GN is a benign neoplasm that originates from neural crest cells of sympathetic ganglia or adrenal medulla. The macroscopic characteristics of adrenal GN are an encapsulated mass with a firm consistency and a solid, homogeneous, grayish-white cut surface. Histopathological examination shows mature ganglion cells and Schwann cells among a fibrous stroma. Using microscopy they can be classified in two main groups: mature and maturing. The mature type is composed of mature Schwann cells, ganglion cells and perineurial cells, whereas the maturing type consists of cells with different maturation levels, ranging from mature cells to neuroblasts with a similar stroma. According to immunohistochemical analysis, GN are characterized by reactivity for S-100, vimentin, synaptophysin and neuronal markers[14]. In our patient, a final pathological examination confirmed the diagnosis.
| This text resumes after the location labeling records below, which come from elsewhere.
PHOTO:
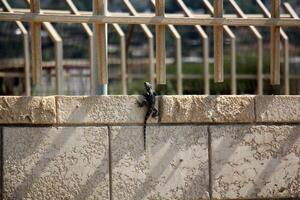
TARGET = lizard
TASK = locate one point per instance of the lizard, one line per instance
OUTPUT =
(148, 101)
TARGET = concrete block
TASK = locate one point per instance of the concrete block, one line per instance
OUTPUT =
(207, 109)
(255, 162)
(175, 165)
(278, 109)
(100, 110)
(56, 163)
(27, 110)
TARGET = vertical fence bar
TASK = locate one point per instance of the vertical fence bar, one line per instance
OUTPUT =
(151, 60)
(59, 67)
(233, 66)
(286, 68)
(294, 15)
(178, 55)
(275, 45)
(218, 43)
(122, 57)
(259, 48)
(204, 37)
(232, 50)
(25, 50)
(160, 44)
(36, 45)
(27, 64)
(260, 81)
(100, 8)
(123, 64)
(179, 66)
(149, 35)
(89, 32)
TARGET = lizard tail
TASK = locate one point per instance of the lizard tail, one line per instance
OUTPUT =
(145, 126)
(145, 135)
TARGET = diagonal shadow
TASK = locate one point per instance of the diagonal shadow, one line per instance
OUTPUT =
(270, 168)
(152, 179)
(1, 163)
(49, 154)
(233, 145)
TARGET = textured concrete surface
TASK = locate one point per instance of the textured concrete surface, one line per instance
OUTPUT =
(251, 162)
(207, 109)
(27, 110)
(56, 163)
(100, 110)
(278, 109)
(175, 165)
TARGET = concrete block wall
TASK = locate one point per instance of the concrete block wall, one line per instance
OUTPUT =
(201, 147)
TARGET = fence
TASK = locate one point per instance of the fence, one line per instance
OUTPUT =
(100, 17)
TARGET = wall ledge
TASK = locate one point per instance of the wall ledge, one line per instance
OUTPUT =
(118, 110)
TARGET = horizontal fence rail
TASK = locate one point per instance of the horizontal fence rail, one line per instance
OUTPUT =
(98, 50)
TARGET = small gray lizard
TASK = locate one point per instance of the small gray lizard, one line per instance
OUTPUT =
(149, 101)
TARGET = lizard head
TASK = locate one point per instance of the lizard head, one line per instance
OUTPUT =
(148, 86)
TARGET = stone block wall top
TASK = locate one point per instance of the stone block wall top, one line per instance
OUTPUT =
(284, 109)
(207, 109)
(100, 110)
(27, 110)
(117, 110)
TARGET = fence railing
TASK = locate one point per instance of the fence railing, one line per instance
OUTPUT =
(100, 17)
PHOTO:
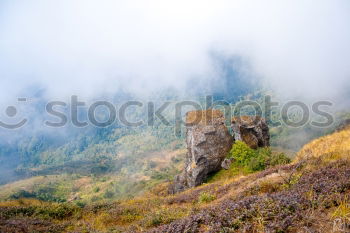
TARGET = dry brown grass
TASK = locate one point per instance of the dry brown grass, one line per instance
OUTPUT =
(331, 147)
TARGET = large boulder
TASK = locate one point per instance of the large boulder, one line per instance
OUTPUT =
(208, 142)
(253, 130)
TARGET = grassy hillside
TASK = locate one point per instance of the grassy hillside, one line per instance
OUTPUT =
(309, 195)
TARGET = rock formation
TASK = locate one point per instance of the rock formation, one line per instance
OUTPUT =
(252, 130)
(208, 142)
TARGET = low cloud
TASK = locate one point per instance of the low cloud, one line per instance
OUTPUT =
(299, 48)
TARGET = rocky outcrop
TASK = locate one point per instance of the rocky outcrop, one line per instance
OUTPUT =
(252, 130)
(226, 164)
(208, 142)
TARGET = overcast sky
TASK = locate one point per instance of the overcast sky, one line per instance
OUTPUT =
(299, 47)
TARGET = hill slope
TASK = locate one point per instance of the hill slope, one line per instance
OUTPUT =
(309, 195)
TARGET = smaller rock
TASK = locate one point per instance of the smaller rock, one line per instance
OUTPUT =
(226, 163)
(253, 130)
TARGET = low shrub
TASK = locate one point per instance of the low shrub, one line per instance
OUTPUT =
(206, 197)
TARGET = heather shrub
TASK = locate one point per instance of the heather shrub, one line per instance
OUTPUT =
(206, 197)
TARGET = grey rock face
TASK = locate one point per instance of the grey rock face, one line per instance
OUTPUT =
(208, 142)
(254, 131)
(226, 163)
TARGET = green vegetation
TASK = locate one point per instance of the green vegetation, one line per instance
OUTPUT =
(255, 160)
Although the imaging characteristic of adrenal GN on CT and MRI have been well described, the precise diagnosis of adrenal GN using radiological evaluation prior to surgery is difficult. Qing et al. reported that the misdiagnosis rate of adrenal GN on CT and MRI before surgery is 64.7%[4]. Adrenal GN is described as a well-circumscribed tumor with lobular shape and low attenuation. In the literature, intratumoral calcification has been determined in 0% to 29% of the cases[4, 6]. On MRI, adrenal GN shows homogenously low or intermediate signal intensity in T1-weighted images and heterogeneous slightly high signal intensity on T2-weighted images[14]. For a tumor size larger than 5cm, heterogeneity and calcification may suggest malignancy[18]. In our patient, because the size and heterogeneity of the mass made us suspect malignancy, we preferred to perform a PET scan prior to the surgery.

PET scans can help complete the picture obtained by CT and MRI when making a differential diagnosis between adrenal GN and ACC or metastasis. One study reported that all cases of ACC had a SUV of 3.0 or higher, and that the sensitivity and specificity to distinguish ACC from adenoma were 100% and 98%, respectively[19, 20]. In another review of four patients with adrenal GN, the SUVs were between 1.5 and 2.9[11]. The SUV in our case was 4.1, which also suggested ACC. A PET scan is one of the most helpful modalities to differentiate malignancy and adenoma. However, in rare cases it may still mislead the physicians.

Even though a lesion size greater than 4.5cm seems to be a strong predictor of malignancy, this is not correctly confirmed by histologic evaluations. In our patient, although his tumor was larger than 6cm and the SUV level on PET was above than 3.0, pathology confirmed a benign tumor. Recent studies recommended that non-secretary adrenal incidentalomas larger than 6cm or with suspicious features of malignancy on imagining procedures should be treated by adrenalectomy[37]. There is no medical treatment for such tumors. GN, although benign, can grow aggressively. Patients treated surgically for a benign neurogenic tumor have an excellent prognosis. Papavramidis et al. reported that adrenal GN should be resected by adrenalectomy, whereas retroperitoneal GN can be resected without adrenalectomy[21]. The role of laparoscopic adrenalectomy in patients with large adrenal lesions or potential malignancy remains controversial. The reduced hospital stay and morbidity have resulted in laparoscopic adrenalectomy becoming the procedure of choice for the surgical removal of a vast majority of small sized (<6cm) adrenal lesions[1, 3, 7]. The prognosis for an adrenal GN following surgical resection is good without the need for additional treatment. A few cases of recurrence have been reported. Long-term follow-up is recommended.


An adrenal GN is a rare, hormonally silent benign tumor. GN can sometimes resemble other adrenal malignancies. Careful evaluation by endocrine tests and imaging procedures is necessary for an accurate diagnosis. A definitive diagnosis can be made by histological examination. The prognosis is very good with surgical removal.


Written informed consent was obtained from the patient for publication of this care report and any accompanying images. A copy of the written consent is available for review by the Editor-in-Chief of this journal.